Senin, 1 September 2025 — Polemik terbaru mencuat di tengah gelombang demonstrasi yang belum reda. Sejumlah anggota dewan yang dinonaktifkan sementara akibat kerusuhan politik, aksi unjuk rasa, dan dugaan keterlibatan dalam kasus penyalahgunaan kewenangan, ternyata tetap berhak menerima gaji pokok dari parlemen.
Informasi ini dikonfirmasi oleh beberapa sumber media nasional seperti Kompas, Tempo, dan CNN Indonesia yang merujuk pada UU Nomor 17 Tahun 2014 tentang MPR, DPR, DPD, dan DPRD (UU MD3), serta tata tertib DPR. Berdasarkan aturan tersebut, anggota dewan yang nonaktif sementara tetap memperoleh hak-hak keuangan, kecuali jika status mereka berubah menjadi pemberhentian tetap atau terbukti secara hukum dengan putusan inkrah.
Respon Masyarakat di Media Sosial
Kabar ini segera memicu gelombang kritik dari masyarakat di berbagai platform digital. Pantauan dari X (Twitter), Instagram, Facebook, hingga YouTube menunjukkan tagar seperti:
-
#StopGajiDewan
-
#RakyatMiskinDewanMewah
-
#UUHarusDiubah
Tagar-tagar ini menduduki trending topik, dengan ribuan unggahan berisi kecaman terhadap “privilege” politikus.
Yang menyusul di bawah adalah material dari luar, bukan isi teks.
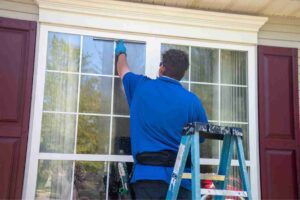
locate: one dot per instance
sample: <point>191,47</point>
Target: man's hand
<point>120,53</point>
<point>120,48</point>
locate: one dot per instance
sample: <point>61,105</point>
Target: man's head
<point>174,64</point>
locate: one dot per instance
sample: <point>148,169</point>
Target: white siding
<point>19,9</point>
<point>282,32</point>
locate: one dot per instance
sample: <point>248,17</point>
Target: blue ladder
<point>190,141</point>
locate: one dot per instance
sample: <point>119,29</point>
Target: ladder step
<point>224,192</point>
<point>213,177</point>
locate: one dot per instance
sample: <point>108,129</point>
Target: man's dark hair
<point>176,63</point>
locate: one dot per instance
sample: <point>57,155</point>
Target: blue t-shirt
<point>159,109</point>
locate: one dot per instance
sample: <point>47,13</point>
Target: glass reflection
<point>136,57</point>
<point>166,47</point>
<point>234,103</point>
<point>60,92</point>
<point>90,180</point>
<point>97,56</point>
<point>58,132</point>
<point>204,65</point>
<point>120,101</point>
<point>54,179</point>
<point>234,67</point>
<point>121,136</point>
<point>208,95</point>
<point>209,149</point>
<point>95,94</point>
<point>93,134</point>
<point>63,52</point>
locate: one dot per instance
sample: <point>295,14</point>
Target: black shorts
<point>149,189</point>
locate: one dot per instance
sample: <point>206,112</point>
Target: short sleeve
<point>199,114</point>
<point>130,83</point>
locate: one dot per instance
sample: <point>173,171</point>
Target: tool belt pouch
<point>164,158</point>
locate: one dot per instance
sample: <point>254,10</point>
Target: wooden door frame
<point>295,97</point>
<point>30,27</point>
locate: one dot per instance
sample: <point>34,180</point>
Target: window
<point>219,78</point>
<point>84,112</point>
<point>81,118</point>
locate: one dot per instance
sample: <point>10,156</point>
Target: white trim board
<point>151,19</point>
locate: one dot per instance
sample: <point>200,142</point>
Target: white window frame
<point>153,45</point>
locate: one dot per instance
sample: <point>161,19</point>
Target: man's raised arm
<point>120,52</point>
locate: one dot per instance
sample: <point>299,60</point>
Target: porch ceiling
<point>286,8</point>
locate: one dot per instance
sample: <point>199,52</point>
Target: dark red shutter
<point>279,123</point>
<point>17,43</point>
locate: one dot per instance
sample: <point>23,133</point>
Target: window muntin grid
<point>85,112</point>
<point>152,50</point>
<point>219,78</point>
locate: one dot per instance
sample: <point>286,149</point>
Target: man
<point>159,109</point>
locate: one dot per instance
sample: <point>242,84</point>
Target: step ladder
<point>190,142</point>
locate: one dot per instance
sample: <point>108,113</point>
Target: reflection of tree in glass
<point>54,179</point>
<point>95,94</point>
<point>89,180</point>
<point>93,134</point>
<point>63,52</point>
<point>209,97</point>
<point>58,132</point>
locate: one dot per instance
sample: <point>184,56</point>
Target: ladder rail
<point>195,166</point>
<point>180,162</point>
<point>190,141</point>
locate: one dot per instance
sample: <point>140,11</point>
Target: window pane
<point>208,95</point>
<point>234,104</point>
<point>61,92</point>
<point>93,134</point>
<point>121,136</point>
<point>63,52</point>
<point>166,47</point>
<point>245,140</point>
<point>115,183</point>
<point>234,67</point>
<point>136,57</point>
<point>204,65</point>
<point>54,179</point>
<point>120,101</point>
<point>97,56</point>
<point>95,94</point>
<point>58,132</point>
<point>90,180</point>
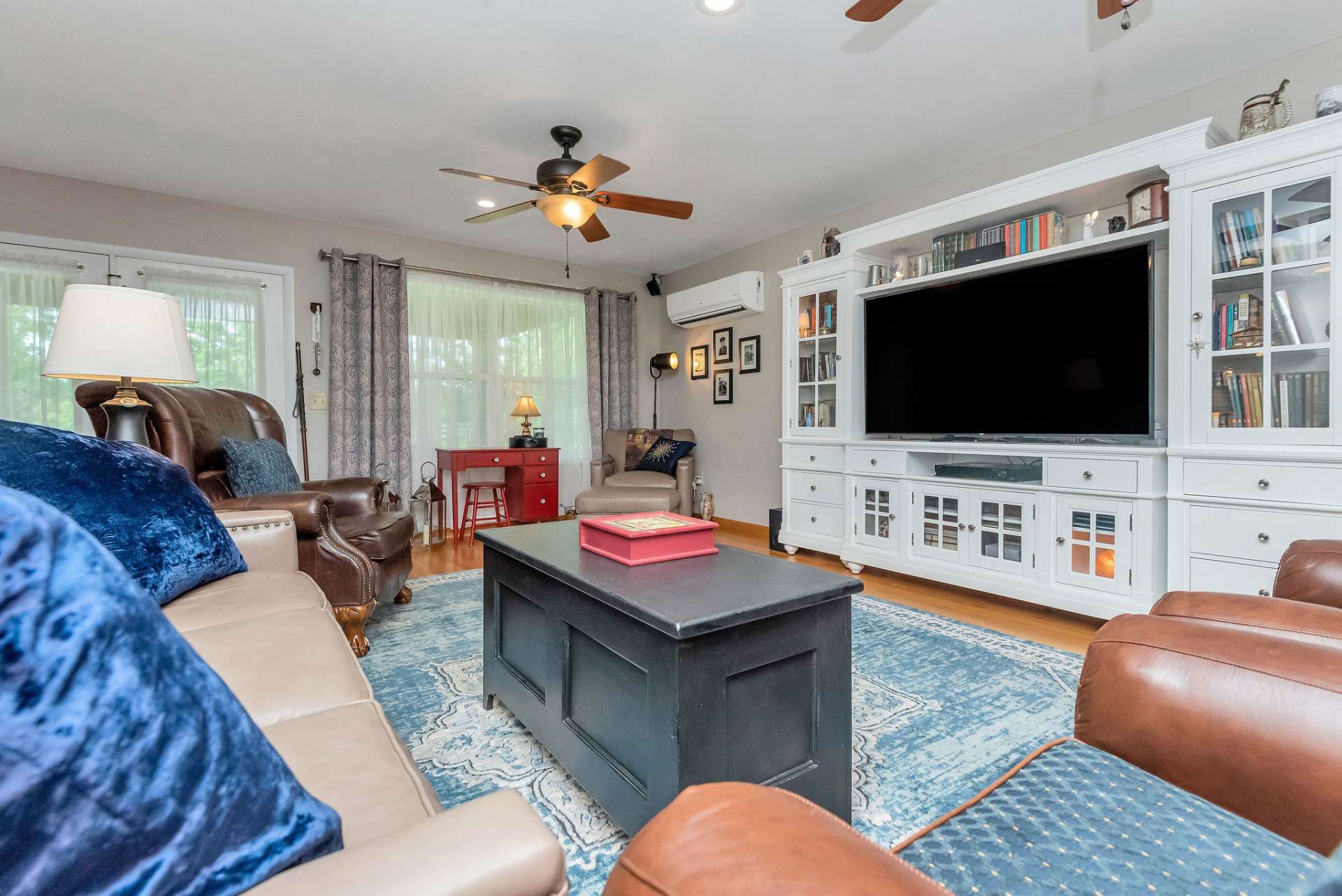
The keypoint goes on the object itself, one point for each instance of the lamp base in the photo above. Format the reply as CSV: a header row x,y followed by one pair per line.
x,y
127,414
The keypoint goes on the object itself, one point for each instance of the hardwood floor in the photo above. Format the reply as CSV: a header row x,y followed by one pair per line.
x,y
1002,614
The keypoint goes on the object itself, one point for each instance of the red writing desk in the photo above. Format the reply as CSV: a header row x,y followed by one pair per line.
x,y
531,477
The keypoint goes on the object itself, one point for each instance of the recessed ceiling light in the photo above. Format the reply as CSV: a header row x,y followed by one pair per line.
x,y
719,7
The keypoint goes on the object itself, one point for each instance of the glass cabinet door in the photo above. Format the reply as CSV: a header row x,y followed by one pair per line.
x,y
875,513
1269,309
816,363
1000,538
Banyak warganet membandingkan kondisi rakyat kecil yang kehilangan pekerjaan atau hanya menerima bantuan seadanya, sementara pejabat yang dinonaktifkan justru tetap digaji penuh. Di Instagram, beberapa akun komunitas mahasiswa membagikan poster bertuliskan: “Dewan Libur, Gaji Lancar. Rakyat Kerja, Upah Seret.”
Aksi dan Kritik dari Berbagai Daerah
Tidak hanya di media sosial, aksi nyata juga terlihat di berbagai kota besar:

-
Jakarta: Mahasiswa dari beberapa universitas menggelar aksi di depan kompleks parlemen, menuntut revisi UU MD3.
-
Yogyakarta: Aktivis menggelar diskusi publik bertajuk “Etika Jabatan Publik vs Keadilan Sosial”.
-
Pontianak (berdasarkan laporan media lokal, Tribun Pontianak): Massa menggelar long march dengan membawa spanduk besar bertuliskan “Berhenti Bayar Pejabat Pemalas”.
-
Makassar, Surabaya, Medan, dan Bandung juga dilaporkan muncul aksi solidaritas serupa.
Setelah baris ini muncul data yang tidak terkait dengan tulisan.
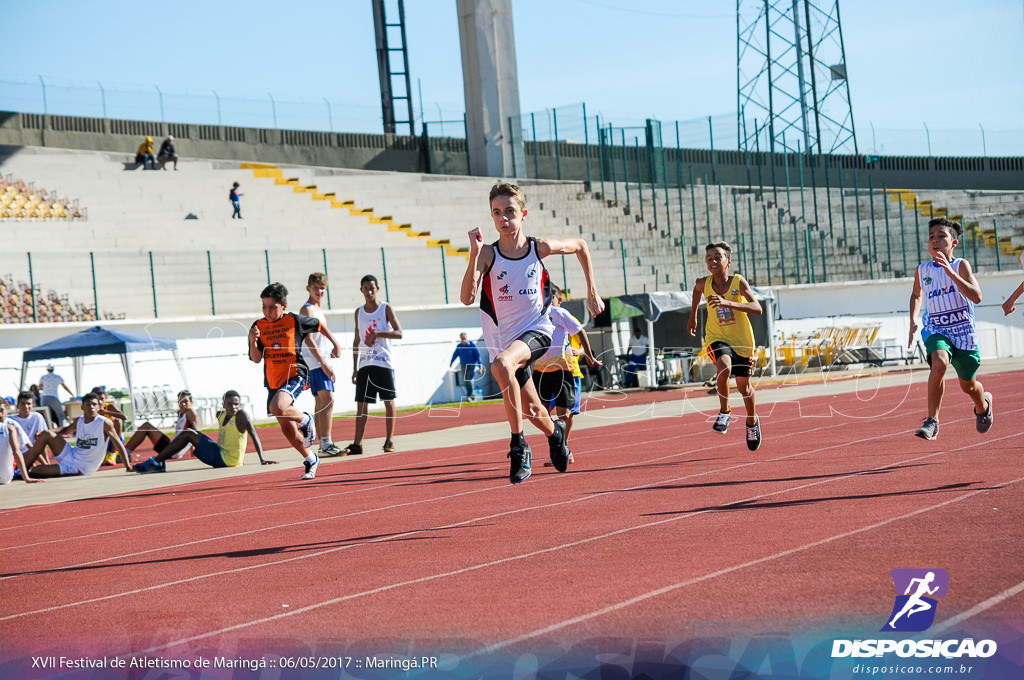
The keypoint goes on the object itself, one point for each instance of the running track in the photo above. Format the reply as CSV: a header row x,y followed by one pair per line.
x,y
662,530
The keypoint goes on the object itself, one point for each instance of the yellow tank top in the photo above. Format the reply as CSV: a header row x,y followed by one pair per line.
x,y
729,326
576,344
231,442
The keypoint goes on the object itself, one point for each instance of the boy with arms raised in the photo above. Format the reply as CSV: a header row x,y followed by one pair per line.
x,y
516,295
92,435
276,340
373,369
948,291
728,336
322,386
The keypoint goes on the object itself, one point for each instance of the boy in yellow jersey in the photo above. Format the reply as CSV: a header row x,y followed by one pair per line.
x,y
227,451
728,337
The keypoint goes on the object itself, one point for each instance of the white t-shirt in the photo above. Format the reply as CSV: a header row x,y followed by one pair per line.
x,y
89,450
6,453
32,425
323,344
49,384
516,294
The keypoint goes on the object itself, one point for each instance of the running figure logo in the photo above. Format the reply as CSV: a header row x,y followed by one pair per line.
x,y
914,607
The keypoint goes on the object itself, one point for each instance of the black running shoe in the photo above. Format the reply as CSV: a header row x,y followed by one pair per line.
x,y
984,420
556,445
352,450
754,435
929,430
520,463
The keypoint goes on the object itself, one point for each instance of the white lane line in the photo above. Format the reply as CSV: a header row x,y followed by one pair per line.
x,y
598,612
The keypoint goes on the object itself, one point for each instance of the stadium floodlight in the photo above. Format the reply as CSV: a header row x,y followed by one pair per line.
x,y
792,77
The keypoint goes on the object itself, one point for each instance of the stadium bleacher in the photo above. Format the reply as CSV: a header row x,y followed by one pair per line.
x,y
163,243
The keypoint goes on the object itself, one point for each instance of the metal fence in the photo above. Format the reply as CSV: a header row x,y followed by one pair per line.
x,y
567,123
Pandangan Akademisi & Pakar Hukum
Sejumlah pakar tata negara menilai bahwa meskipun ada dasar hukum yang jelas, kebijakan ini menimbulkan krisis kepercayaan publik.
-
Seorang akademisi hukum dari Universitas Indonesia menyebutnya sebagai “kegagalan moral dalam regulasi.”
-
Pakar dari UGM menegaskan perlunya segera merevisi aturan agar pejabat publik yang bermasalah tidak terus membebani anggaran negara.
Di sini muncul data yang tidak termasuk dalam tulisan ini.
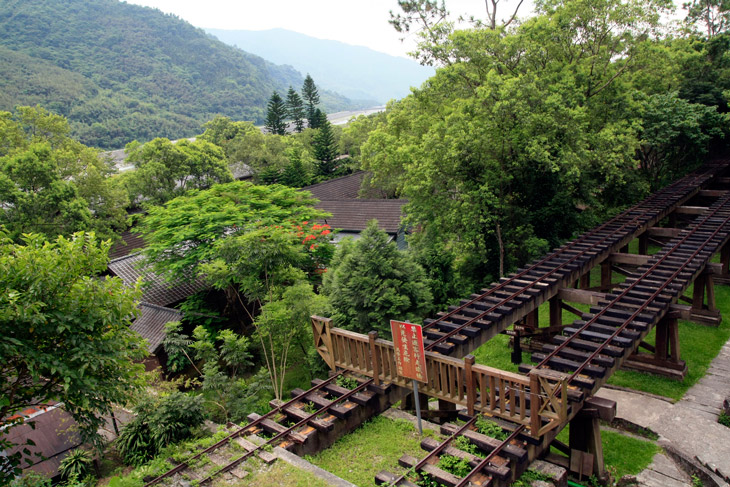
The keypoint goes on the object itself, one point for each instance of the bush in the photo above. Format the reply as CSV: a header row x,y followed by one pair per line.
x,y
77,464
158,424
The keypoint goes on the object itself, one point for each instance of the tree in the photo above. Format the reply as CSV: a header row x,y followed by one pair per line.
x,y
184,234
371,282
295,109
310,94
325,149
164,170
264,266
52,184
276,115
65,331
715,14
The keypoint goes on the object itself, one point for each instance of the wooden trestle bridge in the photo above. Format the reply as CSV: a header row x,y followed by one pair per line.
x,y
571,361
574,360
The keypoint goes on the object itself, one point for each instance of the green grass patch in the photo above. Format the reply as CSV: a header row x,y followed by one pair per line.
x,y
375,446
624,455
277,474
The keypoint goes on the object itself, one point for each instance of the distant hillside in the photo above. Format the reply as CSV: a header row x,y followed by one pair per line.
x,y
356,72
121,72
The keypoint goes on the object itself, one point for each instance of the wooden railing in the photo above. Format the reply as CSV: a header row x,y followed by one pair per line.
x,y
538,401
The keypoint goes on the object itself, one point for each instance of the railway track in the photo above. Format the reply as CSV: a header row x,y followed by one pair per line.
x,y
290,425
464,327
603,338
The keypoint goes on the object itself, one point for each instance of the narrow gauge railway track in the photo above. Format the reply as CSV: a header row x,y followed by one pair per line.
x,y
493,464
598,343
521,292
281,434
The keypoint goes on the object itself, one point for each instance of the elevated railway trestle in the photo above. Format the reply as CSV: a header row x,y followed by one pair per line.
x,y
578,358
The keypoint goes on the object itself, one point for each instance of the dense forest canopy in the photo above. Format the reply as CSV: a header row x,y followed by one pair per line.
x,y
120,72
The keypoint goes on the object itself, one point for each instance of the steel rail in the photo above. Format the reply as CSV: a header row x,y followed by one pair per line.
x,y
436,451
592,233
491,455
182,466
277,437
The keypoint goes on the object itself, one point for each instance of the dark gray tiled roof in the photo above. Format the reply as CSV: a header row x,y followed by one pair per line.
x,y
346,187
54,435
130,241
353,215
151,324
155,289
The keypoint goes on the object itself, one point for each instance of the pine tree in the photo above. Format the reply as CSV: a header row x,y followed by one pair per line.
x,y
325,148
295,109
311,98
275,115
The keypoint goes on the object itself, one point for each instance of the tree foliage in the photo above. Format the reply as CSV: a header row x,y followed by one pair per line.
x,y
51,184
65,331
371,282
310,95
164,170
276,113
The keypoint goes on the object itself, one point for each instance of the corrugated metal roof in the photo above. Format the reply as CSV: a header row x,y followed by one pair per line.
x,y
155,290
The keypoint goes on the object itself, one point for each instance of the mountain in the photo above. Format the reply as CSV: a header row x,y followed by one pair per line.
x,y
355,71
120,72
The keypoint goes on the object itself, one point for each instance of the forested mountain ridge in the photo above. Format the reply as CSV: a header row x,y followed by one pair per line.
x,y
355,71
120,72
Tanggapan Pemerintah & Istana
Sumber dari beberapa media mengabarkan bahwa Istana tengah menyiapkan evaluasi terkait mekanisme pemberian gaji anggota dewan yang dinonaktifkan. Menteri keuangan juga disebut akan melakukan kajian ulang, meski belum ada keputusan resmi yang diumumkan.
Kasus ini menambah daftar panjang ketidakpuasan publik terhadap kinerja pejabat negara. Di satu sisi, hukum memang menjamin hak finansial anggota dewan yang belum diberhentikan tetap. Namun di sisi lain, masyarakat menilai kebijakan ini tidak adil, terutama di tengah kondisi ekonomi yang menekan kehidupan rakyat kecil.
Gelombang kritik terus bergulir, baik di jalanan maupun di ruang digital. Publik kini menunggu apakah pemerintah dan parlemen berani merevisi regulasi tersebut, ataukah isu ini hanya akan menjadi satu lagi contoh ketimpangan yang dibiarkan begitu saja.